In late 2004, the idea of city-wide Wi-Fi networks was electric. These metro-scale Wi-Fi networks would cross the chasm of the digital divide by bringing affordable broadband to low-income parts of major cities, and broadband of any kind to marginal neighborhoods, small towns, and largely rural counties. In mid-2008, the juice has drained out; yesterday, the last of the three major independent city-wide Wi-Fi network builders, MetroFi, said they're pulling the plug. EarthLink, another of the large providers, had already given notice of their exit in August 2007, and filed suit this week to remove the equipment for their flagship Philadelphia network. (Kite, a provider mostly in the Southwest, abandoned their Wi-Fi networks starting in early 2008.)
MetroFi predates the muni-Fi movement, having being founded in the early part of the century when broadband penetration via cable and DSL was still modest in many parts of the U.S., prices were high, and current and future speeds were low and expected low. Wi-Fi could compete admirably against these wired networks, it was thought, and against the weak first wave of third-generation (3G) cellular, on price, speed, and availability.
The incumbents don't stand still, and Wi-Fi, designed for interiors, didn't scale well.

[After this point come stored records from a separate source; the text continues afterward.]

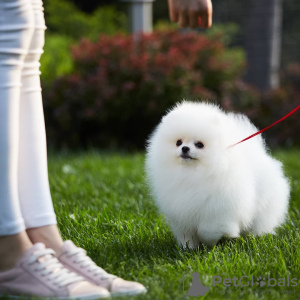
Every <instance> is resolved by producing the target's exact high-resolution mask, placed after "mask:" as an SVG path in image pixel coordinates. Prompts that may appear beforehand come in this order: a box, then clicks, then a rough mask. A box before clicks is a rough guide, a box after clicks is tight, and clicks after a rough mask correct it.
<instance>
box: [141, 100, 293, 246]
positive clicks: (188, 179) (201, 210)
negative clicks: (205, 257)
mask: <svg viewBox="0 0 300 300" xmlns="http://www.w3.org/2000/svg"><path fill="white" fill-rule="evenodd" d="M255 132H257V128H256V127H255V126H254V125H253V124H252V123H251V122H250V121H249V119H248V118H247V117H246V116H244V115H240V114H233V113H226V112H224V111H222V110H221V109H220V108H219V107H218V106H216V105H212V104H208V103H201V102H186V101H184V102H182V103H180V104H178V105H177V106H176V107H174V108H173V109H172V110H171V111H169V113H168V114H167V115H166V116H164V117H163V119H162V121H161V122H160V124H159V125H158V126H157V128H156V129H155V130H154V132H153V133H152V135H151V136H150V139H149V140H148V146H147V156H146V175H147V181H148V183H149V185H150V188H151V191H152V194H153V196H154V198H155V200H156V203H157V205H158V206H159V208H160V210H161V212H162V213H163V214H165V216H166V217H167V220H168V221H169V223H170V225H171V228H172V231H173V233H174V235H175V237H176V238H177V240H178V243H179V244H182V245H183V246H186V245H187V244H188V246H189V247H190V248H194V247H197V246H198V245H199V244H200V243H204V244H206V245H207V246H209V247H213V246H214V245H215V244H216V243H217V242H218V241H219V240H220V239H221V238H222V237H223V236H225V237H229V238H236V237H238V236H240V235H244V234H247V233H249V232H252V233H253V234H254V235H261V234H265V233H274V229H275V228H276V227H277V226H279V225H280V224H282V223H283V222H284V221H285V217H286V214H287V210H288V202H289V195H290V187H289V182H288V180H287V178H286V177H285V176H284V173H283V170H282V165H281V163H280V162H279V161H277V160H275V159H274V158H272V157H271V156H270V155H269V154H268V152H267V149H266V145H265V143H264V140H263V139H262V137H261V136H260V135H258V136H256V137H254V138H252V139H250V140H248V141H246V142H244V143H241V144H238V145H235V146H233V147H229V146H230V145H232V144H235V143H237V142H239V141H240V140H242V139H243V138H246V137H247V136H249V135H251V134H253V133H255Z"/></svg>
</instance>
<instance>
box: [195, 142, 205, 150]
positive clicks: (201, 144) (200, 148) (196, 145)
mask: <svg viewBox="0 0 300 300" xmlns="http://www.w3.org/2000/svg"><path fill="white" fill-rule="evenodd" d="M195 146H196V147H197V148H199V149H202V148H203V147H204V145H203V143H201V142H198V143H196V144H195Z"/></svg>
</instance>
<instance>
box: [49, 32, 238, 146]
mask: <svg viewBox="0 0 300 300" xmlns="http://www.w3.org/2000/svg"><path fill="white" fill-rule="evenodd" d="M72 53H73V59H74V63H75V71H74V73H73V74H71V75H67V76H65V77H62V78H60V79H58V80H56V81H55V83H54V85H53V86H52V87H51V89H50V88H49V87H48V88H47V86H45V88H44V105H45V118H46V123H47V134H48V139H49V142H50V144H52V145H55V146H63V145H67V146H72V147H74V146H79V147H82V146H84V147H85V146H88V145H91V144H92V145H94V146H99V147H112V146H117V147H122V148H123V147H143V146H144V144H145V140H146V138H147V137H148V135H149V133H150V132H151V131H152V130H153V128H154V126H155V125H156V124H157V123H158V122H159V120H160V118H161V117H162V115H164V114H165V112H166V110H167V109H169V108H170V107H171V106H172V105H173V104H174V103H175V102H177V101H180V100H181V99H183V98H188V99H206V100H217V99H218V98H220V96H221V95H222V93H223V92H222V90H223V89H224V86H226V84H225V83H226V82H230V81H232V80H233V79H234V78H236V77H238V76H239V75H240V73H241V71H242V68H243V63H240V62H239V61H238V62H236V61H235V59H234V57H232V59H231V61H230V60H225V59H224V56H223V54H224V47H223V45H222V44H221V43H220V42H218V41H217V40H216V39H208V38H206V37H205V36H202V35H199V34H197V33H187V34H181V33H179V32H177V31H158V32H155V33H153V34H150V35H141V36H140V37H139V39H138V40H135V39H134V38H133V37H132V36H123V35H117V36H113V37H111V36H106V35H101V36H100V38H99V40H98V42H96V43H92V42H91V41H89V40H87V39H83V40H82V41H81V42H80V43H79V45H77V46H74V47H73V49H72Z"/></svg>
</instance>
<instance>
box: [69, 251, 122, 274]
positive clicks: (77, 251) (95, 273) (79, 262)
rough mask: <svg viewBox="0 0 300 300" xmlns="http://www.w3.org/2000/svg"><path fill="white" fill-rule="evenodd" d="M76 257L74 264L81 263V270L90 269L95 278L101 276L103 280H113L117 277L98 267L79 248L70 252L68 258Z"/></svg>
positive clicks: (95, 264) (69, 251)
mask: <svg viewBox="0 0 300 300" xmlns="http://www.w3.org/2000/svg"><path fill="white" fill-rule="evenodd" d="M71 256H75V257H76V258H75V260H74V263H79V264H80V267H81V268H86V267H87V268H88V269H87V271H88V272H93V274H94V276H98V275H100V276H101V279H112V278H116V277H117V276H115V275H112V274H109V273H107V272H106V271H105V270H103V269H102V268H100V267H99V266H97V265H96V264H95V263H94V262H93V261H92V259H91V258H90V257H89V256H87V254H86V251H85V250H84V249H82V248H79V247H77V248H76V249H72V250H69V251H68V253H67V257H71Z"/></svg>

While it turns out to be possible to build a large-scale seamless Wi-Fi network that delivers from 1 to 4 Mbps of service outdoors to a laptop, and indoors through a $100 to $200 signal booster, it also proved true that a provider needed two to three times the number of Wi-Fi nodes across a city to achieve those speeds than was estimated when networks were largely bid out in 2005 and 2006. If you budgeted for 20 to 25 nodes per square mile and need nearly 50 of these multi-thousand-dollar transceivers, it's hard to imagine how that affects the bottom line. USI Wireless, which biult Minneapolis's network, appears to be the only firm that got the numbers and engineering to add up for them so far.

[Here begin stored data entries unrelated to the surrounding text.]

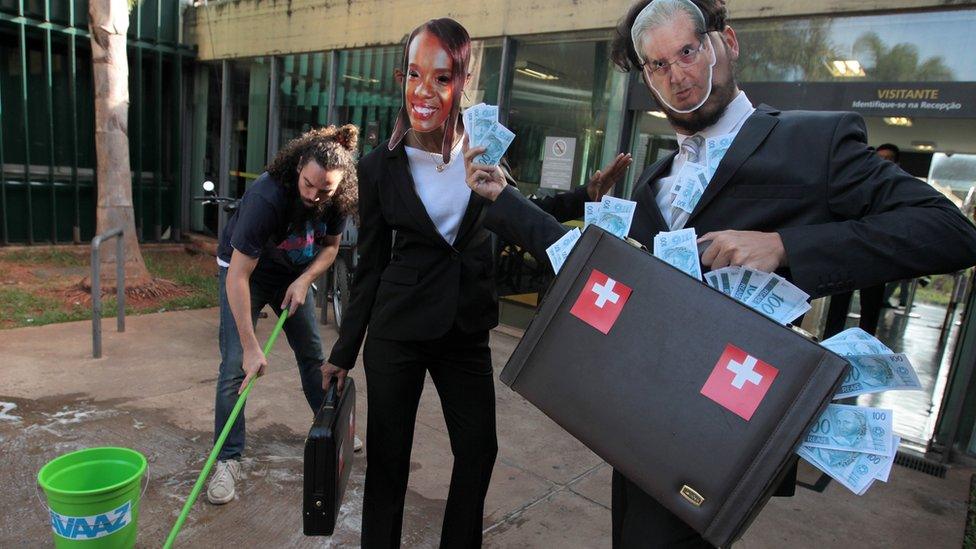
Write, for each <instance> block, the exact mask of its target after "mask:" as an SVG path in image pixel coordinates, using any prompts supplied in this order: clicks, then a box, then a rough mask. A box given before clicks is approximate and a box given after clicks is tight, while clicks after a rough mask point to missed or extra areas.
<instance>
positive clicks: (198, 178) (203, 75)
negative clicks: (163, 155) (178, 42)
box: [190, 63, 221, 236]
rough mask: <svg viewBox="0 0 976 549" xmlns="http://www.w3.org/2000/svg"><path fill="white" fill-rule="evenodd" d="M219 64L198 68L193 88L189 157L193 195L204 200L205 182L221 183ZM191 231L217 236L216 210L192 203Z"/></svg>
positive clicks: (201, 205)
mask: <svg viewBox="0 0 976 549" xmlns="http://www.w3.org/2000/svg"><path fill="white" fill-rule="evenodd" d="M220 72H221V71H220V64H219V63H206V64H200V65H198V66H197V69H196V75H195V77H194V78H195V81H194V86H193V135H194V137H195V138H194V140H193V153H192V154H191V155H190V195H191V196H202V195H203V189H202V187H201V186H200V185H201V184H202V183H203V182H204V181H213V182H214V183H216V182H217V181H219V180H220V177H219V173H218V169H219V162H220V160H219V155H220V93H221V82H220ZM190 230H192V231H198V232H202V233H206V234H210V235H212V236H216V235H217V208H216V206H213V205H207V206H204V205H203V204H201V203H200V202H198V201H193V202H191V203H190Z"/></svg>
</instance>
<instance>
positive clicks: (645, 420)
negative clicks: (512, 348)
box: [500, 226, 847, 547]
mask: <svg viewBox="0 0 976 549" xmlns="http://www.w3.org/2000/svg"><path fill="white" fill-rule="evenodd" d="M846 368H847V363H846V362H845V361H844V360H843V359H842V358H840V357H839V356H837V355H835V354H834V353H832V352H830V351H828V350H827V349H825V348H823V347H821V346H819V345H817V344H816V343H814V342H812V341H810V340H809V339H807V338H806V337H803V336H802V335H800V334H798V333H796V332H794V331H793V330H791V329H789V328H786V327H784V326H780V325H779V324H777V323H776V322H774V321H772V320H770V319H768V318H766V317H765V316H763V315H761V314H759V313H757V312H756V311H753V310H752V309H750V308H748V307H746V306H745V305H743V304H741V303H739V302H737V301H735V300H734V299H732V298H730V297H729V296H727V295H725V294H723V293H721V292H719V291H716V290H714V289H712V288H710V287H708V286H707V285H705V284H703V283H702V282H700V281H698V280H695V279H694V278H692V277H690V276H687V275H686V274H685V273H683V272H681V271H679V270H677V269H675V268H674V267H672V266H670V265H668V264H667V263H665V262H663V261H661V260H659V259H657V258H655V257H653V256H651V255H650V254H648V253H647V252H646V251H643V250H640V249H638V248H635V247H634V246H631V245H630V244H628V243H626V242H624V241H623V240H620V239H618V238H616V237H614V236H612V235H610V234H609V233H607V232H605V231H603V230H601V229H599V228H597V227H593V226H591V227H589V228H587V230H586V231H585V232H584V233H583V237H582V238H581V239H580V240H579V242H577V244H576V247H575V248H574V249H573V252H572V253H571V254H570V256H569V258H568V259H567V261H566V263H565V264H564V265H563V266H562V269H561V270H560V272H559V276H558V277H557V278H556V280H555V282H554V283H553V285H552V287H551V288H550V290H549V293H548V294H547V295H546V297H545V299H544V300H543V302H542V304H541V305H540V307H539V309H538V312H537V313H536V316H535V318H534V319H533V320H532V323H531V325H530V326H529V327H528V329H527V330H526V331H525V335H524V336H523V338H522V340H521V342H520V343H519V345H518V347H517V348H516V349H515V351H514V352H513V353H512V356H511V358H510V359H509V361H508V364H507V365H506V366H505V368H504V370H502V373H501V376H500V377H501V381H502V382H503V383H505V384H507V385H509V386H511V388H512V389H514V390H515V391H516V392H517V393H519V394H521V395H522V396H523V397H525V398H526V400H528V401H529V402H531V403H532V404H533V405H535V406H536V407H538V408H539V409H540V410H542V411H543V412H545V413H546V415H548V416H549V417H551V418H552V419H553V420H555V421H556V423H558V424H559V425H561V426H562V427H563V428H564V429H566V430H567V431H569V433H570V434H572V435H573V436H575V437H576V438H578V439H579V440H580V441H582V442H583V443H584V444H586V445H587V446H588V447H589V448H590V449H591V450H593V451H594V452H596V453H597V454H598V455H599V456H600V457H602V458H603V459H605V460H606V461H607V462H608V463H610V465H612V466H613V467H614V468H616V469H617V470H618V471H620V472H621V473H622V474H623V475H624V476H626V477H627V478H629V479H630V480H631V481H633V482H634V483H636V484H637V485H638V486H639V487H640V488H641V489H642V490H644V491H645V492H646V493H648V494H649V495H650V496H652V497H653V498H654V499H656V500H657V501H658V502H659V503H660V504H661V505H663V506H664V507H666V508H667V509H668V510H670V511H671V512H672V513H674V514H675V515H677V516H678V517H679V518H681V520H683V521H684V522H686V523H687V524H688V525H689V526H691V527H692V528H694V529H695V530H696V531H698V532H699V533H701V535H702V536H703V537H704V538H705V539H706V540H708V541H709V542H710V543H712V544H713V545H717V546H719V547H723V546H727V545H729V544H730V543H732V542H733V541H735V540H736V539H738V538H739V537H740V536H741V535H742V533H743V532H744V531H745V529H746V528H747V527H748V525H749V523H750V522H751V521H752V520H753V518H754V517H755V516H756V514H757V513H758V512H759V511H760V510H761V509H762V507H763V505H764V504H765V503H766V501H767V500H768V499H769V497H770V496H771V495H772V493H773V491H774V490H775V488H776V487H777V486H778V485H779V483H780V479H782V478H783V477H784V475H785V474H786V472H787V471H788V469H789V467H790V466H791V464H792V463H793V455H794V451H795V449H796V447H797V446H798V445H799V443H800V442H801V440H802V439H803V437H804V435H805V434H806V432H807V430H808V427H809V424H810V423H811V422H812V421H813V420H814V419H815V418H816V417H817V415H818V414H819V413H820V412H821V411H822V410H823V409H824V408H825V407H826V405H827V403H828V402H829V401H830V400H831V398H832V397H833V395H834V394H835V392H836V389H837V386H838V385H839V383H840V381H841V379H842V378H843V376H844V374H845V371H846ZM648 518H650V517H648Z"/></svg>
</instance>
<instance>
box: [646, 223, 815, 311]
mask: <svg viewBox="0 0 976 549" xmlns="http://www.w3.org/2000/svg"><path fill="white" fill-rule="evenodd" d="M698 249H699V248H698V236H697V235H696V234H695V229H692V228H688V229H681V230H677V231H670V232H661V233H658V235H657V236H655V237H654V257H657V258H658V259H661V260H663V261H664V262H666V263H668V264H669V265H671V266H673V267H675V268H677V269H679V270H681V271H683V272H685V273H686V274H688V275H689V276H691V277H692V278H695V279H698V280H702V279H703V278H704V281H705V282H706V283H707V284H708V285H709V286H711V287H712V288H714V289H716V290H718V291H720V292H722V293H724V294H725V295H728V296H729V297H731V298H733V299H735V300H737V301H739V302H741V303H744V304H746V305H748V306H749V307H751V308H753V309H755V310H757V311H759V312H760V313H762V314H764V315H766V316H768V317H769V318H771V319H773V320H775V321H776V322H779V323H780V324H783V325H786V324H789V323H790V322H793V321H794V320H796V319H797V318H798V317H799V316H801V315H802V314H803V313H805V312H807V311H809V310H810V304H809V303H807V300H808V299H809V298H810V296H809V294H807V293H806V292H804V291H803V290H801V289H799V288H797V287H796V286H794V285H793V284H790V282H789V281H787V280H786V279H785V278H783V277H781V276H779V275H777V274H775V273H764V272H761V271H757V270H754V269H749V268H747V267H725V268H723V269H717V270H714V271H709V272H707V273H705V274H704V276H703V275H702V271H701V259H700V258H699V257H698Z"/></svg>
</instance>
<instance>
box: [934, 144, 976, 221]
mask: <svg viewBox="0 0 976 549" xmlns="http://www.w3.org/2000/svg"><path fill="white" fill-rule="evenodd" d="M929 184H930V185H932V186H933V187H935V188H937V189H939V190H940V191H942V192H943V193H949V192H951V193H952V194H953V195H955V196H956V197H958V199H959V201H960V203H962V201H965V205H964V209H965V211H966V213H967V214H969V215H972V213H973V206H974V204H973V201H974V200H976V196H974V195H976V154H953V155H947V154H945V153H935V154H934V155H932V166H931V167H930V168H929Z"/></svg>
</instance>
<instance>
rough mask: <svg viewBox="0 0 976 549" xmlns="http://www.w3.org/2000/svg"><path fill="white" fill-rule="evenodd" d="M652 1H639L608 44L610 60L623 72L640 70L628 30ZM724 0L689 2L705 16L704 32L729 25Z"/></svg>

Meanwhile, AT&T, Sprint Nextel, and Verizon Wireless all moved their 3G networks into the next generation, with speeds they peg at 600 Kbps to 1.4 Mbps for average downstream rates, with higher peak rates. That's what they say, but I just tested a new Sprint USB modem in my office--nestled inside a building--and crossed 2 Mbps for sustained downloads quite easily. True, the 3G services have 5 GB monthly combined upstream and downstream limits (except Sprint), and cost $60 per month with a two-year contract. But they're there, and they seemingly deliver. WiMax and the widely committed Long Term Evolution (LTE) standard for cellular network evolution will bring even higher speeds over the next 2 to 4 years, rivaling today's fast wired broadband.

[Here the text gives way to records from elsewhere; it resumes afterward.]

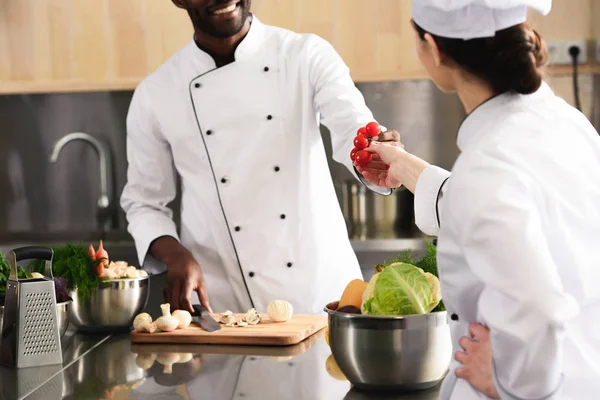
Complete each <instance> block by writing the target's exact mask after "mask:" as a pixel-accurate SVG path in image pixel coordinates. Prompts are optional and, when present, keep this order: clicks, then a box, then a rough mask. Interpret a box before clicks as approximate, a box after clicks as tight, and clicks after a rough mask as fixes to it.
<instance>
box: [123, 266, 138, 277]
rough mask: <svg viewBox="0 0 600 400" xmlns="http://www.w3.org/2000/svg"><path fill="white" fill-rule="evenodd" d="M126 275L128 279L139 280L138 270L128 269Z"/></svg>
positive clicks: (132, 268) (130, 268)
mask: <svg viewBox="0 0 600 400" xmlns="http://www.w3.org/2000/svg"><path fill="white" fill-rule="evenodd" d="M125 275H127V277H128V278H137V269H136V268H135V267H127V268H126V269H125Z"/></svg>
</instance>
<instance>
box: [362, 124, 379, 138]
mask: <svg viewBox="0 0 600 400" xmlns="http://www.w3.org/2000/svg"><path fill="white" fill-rule="evenodd" d="M365 129H366V130H367V137H377V135H379V131H380V130H381V128H380V126H379V124H378V123H377V122H369V123H368V124H367V127H366V128H365Z"/></svg>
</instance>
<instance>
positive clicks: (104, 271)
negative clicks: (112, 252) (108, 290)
mask: <svg viewBox="0 0 600 400" xmlns="http://www.w3.org/2000/svg"><path fill="white" fill-rule="evenodd" d="M104 277H106V278H108V279H117V278H118V277H119V274H117V273H116V272H115V271H114V270H112V269H108V268H104Z"/></svg>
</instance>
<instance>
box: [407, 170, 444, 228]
mask: <svg viewBox="0 0 600 400" xmlns="http://www.w3.org/2000/svg"><path fill="white" fill-rule="evenodd" d="M449 178H450V172H449V171H446V170H445V169H442V168H439V167H436V166H435V165H431V166H429V167H427V168H426V169H425V170H424V171H423V172H422V173H421V176H419V180H418V181H417V187H416V189H415V224H416V225H417V227H418V228H419V229H420V230H421V231H422V232H423V233H425V234H426V235H431V236H437V235H438V234H439V231H440V221H441V220H442V210H443V207H442V203H443V198H444V188H445V186H446V183H447V181H448V179H449Z"/></svg>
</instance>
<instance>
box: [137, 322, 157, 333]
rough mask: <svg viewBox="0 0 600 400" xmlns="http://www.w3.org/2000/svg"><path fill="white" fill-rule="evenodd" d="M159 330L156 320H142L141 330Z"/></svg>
mask: <svg viewBox="0 0 600 400" xmlns="http://www.w3.org/2000/svg"><path fill="white" fill-rule="evenodd" d="M157 330H158V326H157V325H156V322H142V325H141V326H140V330H139V332H142V333H144V332H145V333H154V332H156V331H157Z"/></svg>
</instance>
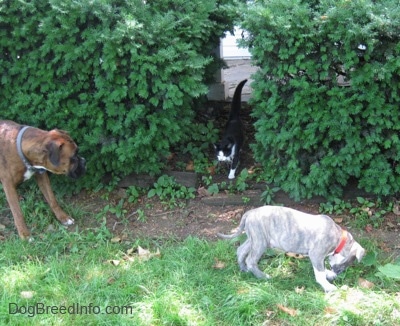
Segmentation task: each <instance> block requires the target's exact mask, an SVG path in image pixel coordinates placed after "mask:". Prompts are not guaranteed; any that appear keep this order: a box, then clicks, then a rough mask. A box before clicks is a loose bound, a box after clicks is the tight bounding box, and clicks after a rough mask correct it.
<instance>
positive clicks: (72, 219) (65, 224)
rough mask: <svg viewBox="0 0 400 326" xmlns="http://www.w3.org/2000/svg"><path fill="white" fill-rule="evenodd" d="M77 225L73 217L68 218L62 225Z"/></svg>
mask: <svg viewBox="0 0 400 326" xmlns="http://www.w3.org/2000/svg"><path fill="white" fill-rule="evenodd" d="M74 223H75V220H74V219H73V218H72V217H68V218H67V219H66V220H65V221H64V222H63V223H62V224H63V225H64V226H70V225H73V224H74Z"/></svg>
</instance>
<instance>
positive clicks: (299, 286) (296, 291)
mask: <svg viewBox="0 0 400 326" xmlns="http://www.w3.org/2000/svg"><path fill="white" fill-rule="evenodd" d="M305 289H306V288H305V287H304V286H301V287H300V286H296V288H295V289H294V292H296V293H297V294H301V293H303V292H304V290H305Z"/></svg>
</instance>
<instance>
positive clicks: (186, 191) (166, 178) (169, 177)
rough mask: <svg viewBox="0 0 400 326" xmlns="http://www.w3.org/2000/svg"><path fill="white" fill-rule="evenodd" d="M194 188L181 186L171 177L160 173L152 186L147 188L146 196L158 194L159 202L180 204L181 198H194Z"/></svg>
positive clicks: (157, 195)
mask: <svg viewBox="0 0 400 326" xmlns="http://www.w3.org/2000/svg"><path fill="white" fill-rule="evenodd" d="M195 192H196V189H194V188H192V187H185V186H182V185H180V184H178V183H176V181H175V180H174V178H173V177H170V176H167V175H162V176H160V177H159V178H158V179H157V182H155V183H154V187H153V188H152V189H150V190H149V192H148V194H147V196H148V197H149V198H152V197H154V196H158V198H160V200H161V202H163V203H166V204H168V205H169V206H170V207H174V206H182V205H183V203H182V201H183V200H186V199H193V198H195Z"/></svg>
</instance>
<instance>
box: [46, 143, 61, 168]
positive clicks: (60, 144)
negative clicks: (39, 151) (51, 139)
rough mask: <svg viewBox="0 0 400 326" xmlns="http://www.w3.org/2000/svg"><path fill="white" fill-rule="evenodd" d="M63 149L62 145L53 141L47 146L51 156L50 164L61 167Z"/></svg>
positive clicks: (48, 151) (46, 145) (47, 144)
mask: <svg viewBox="0 0 400 326" xmlns="http://www.w3.org/2000/svg"><path fill="white" fill-rule="evenodd" d="M61 147H62V144H58V143H57V142H54V141H51V142H49V143H48V144H47V145H46V149H47V151H48V154H49V159H50V162H51V164H53V165H54V166H58V165H60V153H61Z"/></svg>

Wi-Fi was ahead of its time for city-wide deployment: In 2004, it seemed like the best choice because everyone had or could easily get an adapter; no one owned the spectrum; and the cost of broadband was high, unevenly available, and not clear how much better it would get. It's a lot different in 2008, which relegates municipal Wi-Fi to more of a niche market, perhaps, oddly enough, as a good outdoor-only technology for purely municipal purposes.